Yes, Unicode characters are supported:

```wpl
# Using Chinese comma as separator
| take(field1) ，
| take(field2) ，
```

### Q6: Is there a difference between `\0` and omitting the separator?

It's recommended to explicitly use `\0` for clearer semantics:

```wpl
# ✅ Recommended (explicit)
| take(message) \0

# ⚠️ Works but unclear
| take(message)
```

### Q7: How to handle separators within quotes?

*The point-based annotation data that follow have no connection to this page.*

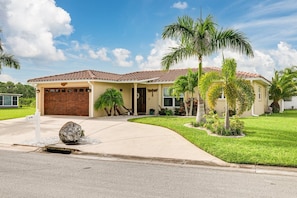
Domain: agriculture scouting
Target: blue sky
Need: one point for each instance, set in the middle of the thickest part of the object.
(57, 36)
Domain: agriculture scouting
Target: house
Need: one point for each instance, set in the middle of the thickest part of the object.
(9, 100)
(75, 93)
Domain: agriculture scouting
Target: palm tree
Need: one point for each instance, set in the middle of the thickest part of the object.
(283, 85)
(7, 60)
(109, 100)
(184, 84)
(237, 91)
(201, 38)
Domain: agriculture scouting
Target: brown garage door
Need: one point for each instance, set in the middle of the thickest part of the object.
(66, 101)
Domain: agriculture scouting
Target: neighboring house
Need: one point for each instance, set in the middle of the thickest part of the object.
(9, 100)
(75, 93)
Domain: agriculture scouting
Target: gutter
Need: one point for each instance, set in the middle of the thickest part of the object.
(253, 106)
(92, 99)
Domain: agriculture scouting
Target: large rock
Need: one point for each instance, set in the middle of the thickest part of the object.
(70, 133)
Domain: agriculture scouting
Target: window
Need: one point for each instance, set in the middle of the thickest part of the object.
(14, 101)
(7, 100)
(259, 93)
(171, 101)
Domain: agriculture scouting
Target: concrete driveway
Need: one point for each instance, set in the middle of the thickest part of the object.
(108, 136)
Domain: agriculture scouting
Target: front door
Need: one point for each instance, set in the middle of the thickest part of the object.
(141, 100)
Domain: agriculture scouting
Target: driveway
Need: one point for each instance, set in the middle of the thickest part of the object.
(113, 136)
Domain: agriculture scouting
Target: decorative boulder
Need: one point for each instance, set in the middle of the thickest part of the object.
(70, 133)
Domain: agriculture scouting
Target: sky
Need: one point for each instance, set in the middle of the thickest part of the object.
(51, 37)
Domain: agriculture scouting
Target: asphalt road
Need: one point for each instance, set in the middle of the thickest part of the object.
(57, 175)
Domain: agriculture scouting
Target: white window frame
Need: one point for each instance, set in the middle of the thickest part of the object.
(166, 95)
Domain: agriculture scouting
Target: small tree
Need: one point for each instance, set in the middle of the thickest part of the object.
(109, 100)
(7, 60)
(200, 38)
(184, 84)
(237, 91)
(283, 85)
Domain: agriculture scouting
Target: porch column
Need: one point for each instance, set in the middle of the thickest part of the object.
(160, 94)
(135, 99)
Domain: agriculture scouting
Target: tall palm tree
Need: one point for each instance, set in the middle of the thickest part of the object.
(184, 84)
(201, 38)
(283, 85)
(7, 60)
(109, 100)
(238, 92)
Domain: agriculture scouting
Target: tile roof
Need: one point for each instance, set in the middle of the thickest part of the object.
(151, 76)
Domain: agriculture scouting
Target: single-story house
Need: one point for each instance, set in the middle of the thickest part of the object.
(9, 100)
(75, 93)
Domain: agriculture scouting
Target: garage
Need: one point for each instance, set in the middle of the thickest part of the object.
(66, 101)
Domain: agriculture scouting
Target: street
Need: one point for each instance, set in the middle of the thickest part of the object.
(35, 174)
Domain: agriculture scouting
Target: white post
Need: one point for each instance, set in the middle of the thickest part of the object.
(37, 126)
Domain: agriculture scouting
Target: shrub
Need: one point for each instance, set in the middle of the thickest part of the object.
(28, 102)
(216, 125)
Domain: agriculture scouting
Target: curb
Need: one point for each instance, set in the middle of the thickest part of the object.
(259, 169)
(63, 150)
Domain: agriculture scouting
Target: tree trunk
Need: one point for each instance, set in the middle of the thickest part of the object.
(186, 108)
(200, 105)
(200, 110)
(227, 117)
(191, 106)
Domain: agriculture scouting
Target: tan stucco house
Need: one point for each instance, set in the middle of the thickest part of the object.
(9, 100)
(75, 93)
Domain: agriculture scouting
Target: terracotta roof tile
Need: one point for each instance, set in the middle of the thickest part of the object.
(153, 76)
(79, 75)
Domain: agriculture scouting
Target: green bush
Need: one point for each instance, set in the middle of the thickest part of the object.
(217, 125)
(27, 102)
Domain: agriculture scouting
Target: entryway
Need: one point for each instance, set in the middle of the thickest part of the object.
(141, 100)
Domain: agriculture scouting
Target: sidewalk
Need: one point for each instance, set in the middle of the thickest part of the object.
(109, 136)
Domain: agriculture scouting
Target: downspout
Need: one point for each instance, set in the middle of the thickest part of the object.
(92, 100)
(37, 98)
(253, 106)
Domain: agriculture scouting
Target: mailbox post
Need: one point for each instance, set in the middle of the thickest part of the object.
(36, 119)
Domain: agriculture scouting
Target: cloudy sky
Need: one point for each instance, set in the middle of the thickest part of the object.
(57, 36)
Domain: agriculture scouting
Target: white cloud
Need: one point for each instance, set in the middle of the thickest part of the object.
(263, 62)
(121, 56)
(5, 78)
(100, 54)
(139, 59)
(284, 56)
(180, 5)
(31, 26)
(159, 49)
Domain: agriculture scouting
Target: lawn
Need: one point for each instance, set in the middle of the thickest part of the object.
(11, 113)
(269, 140)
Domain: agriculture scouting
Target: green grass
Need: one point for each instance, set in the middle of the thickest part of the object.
(270, 140)
(11, 113)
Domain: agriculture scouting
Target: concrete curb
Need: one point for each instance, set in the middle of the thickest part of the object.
(259, 169)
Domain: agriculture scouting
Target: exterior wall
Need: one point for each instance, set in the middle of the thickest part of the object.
(9, 100)
(292, 104)
(154, 100)
(259, 106)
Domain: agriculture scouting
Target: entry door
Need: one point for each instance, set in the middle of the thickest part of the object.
(141, 100)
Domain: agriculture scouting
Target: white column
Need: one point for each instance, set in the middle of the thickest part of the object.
(135, 99)
(159, 96)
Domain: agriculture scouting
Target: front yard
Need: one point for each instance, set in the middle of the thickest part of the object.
(269, 140)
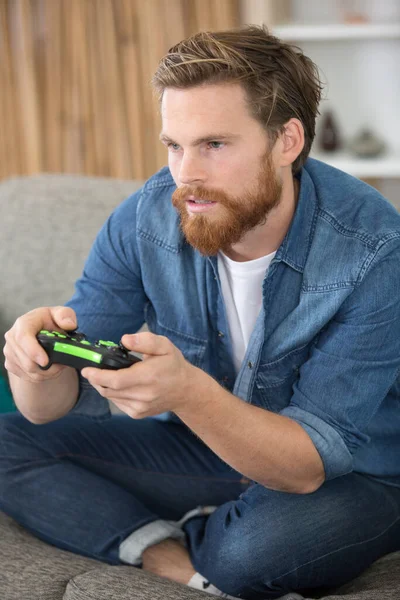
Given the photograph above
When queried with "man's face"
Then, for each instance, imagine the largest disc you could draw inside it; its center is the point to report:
(219, 158)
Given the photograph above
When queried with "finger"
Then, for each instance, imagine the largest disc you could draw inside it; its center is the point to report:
(120, 379)
(64, 317)
(18, 355)
(147, 343)
(23, 337)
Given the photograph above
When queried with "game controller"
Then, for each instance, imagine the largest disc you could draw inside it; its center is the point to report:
(74, 350)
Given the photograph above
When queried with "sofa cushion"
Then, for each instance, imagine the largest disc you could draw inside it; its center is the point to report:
(127, 583)
(380, 582)
(47, 227)
(33, 570)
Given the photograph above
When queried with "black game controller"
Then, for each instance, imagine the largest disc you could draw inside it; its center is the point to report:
(74, 350)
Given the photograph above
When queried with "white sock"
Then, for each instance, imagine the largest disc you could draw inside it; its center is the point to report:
(198, 582)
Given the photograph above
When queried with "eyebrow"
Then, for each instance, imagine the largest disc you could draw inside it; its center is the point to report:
(202, 140)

For complex formats with quotes, it's recommended to use specialized parsers (such as JSON, KV parser):

```wpl
# Complex CSV (with quotes)
# Input: "field1","field with , comma","field3"
# Recommend using CSV parser instead of manual separators
```

## Additional Resources

- **WPL Syntax Reference**: `docs/guide/wpl_syntax.md`
- **Parser Development Guide**: `docs/guide/wpl_field_func_development_guide.md`
- **chars_replace Usage Guide**: `docs/usage/wpl/chars_replace.md`
- **Source Code**: `src/ast/syntax/wpl_sep.rs`

## Version History

- **1.11.0** (2026-01-29)
  - Added `\t` tab separator support
  - Added `\S` generic whitespace separator (space or tab)
  - Optimized Whitespace separator performance
  - Added complete test coverage

- **1.10.x** and earlier versions
  - Support for `\s` (space) and `\0` (end of line)
  - Support for custom character and string separators

---

**Tip**: Separators are the core of WPL parsing. Choosing the right separator can greatly simplify log parsing rules.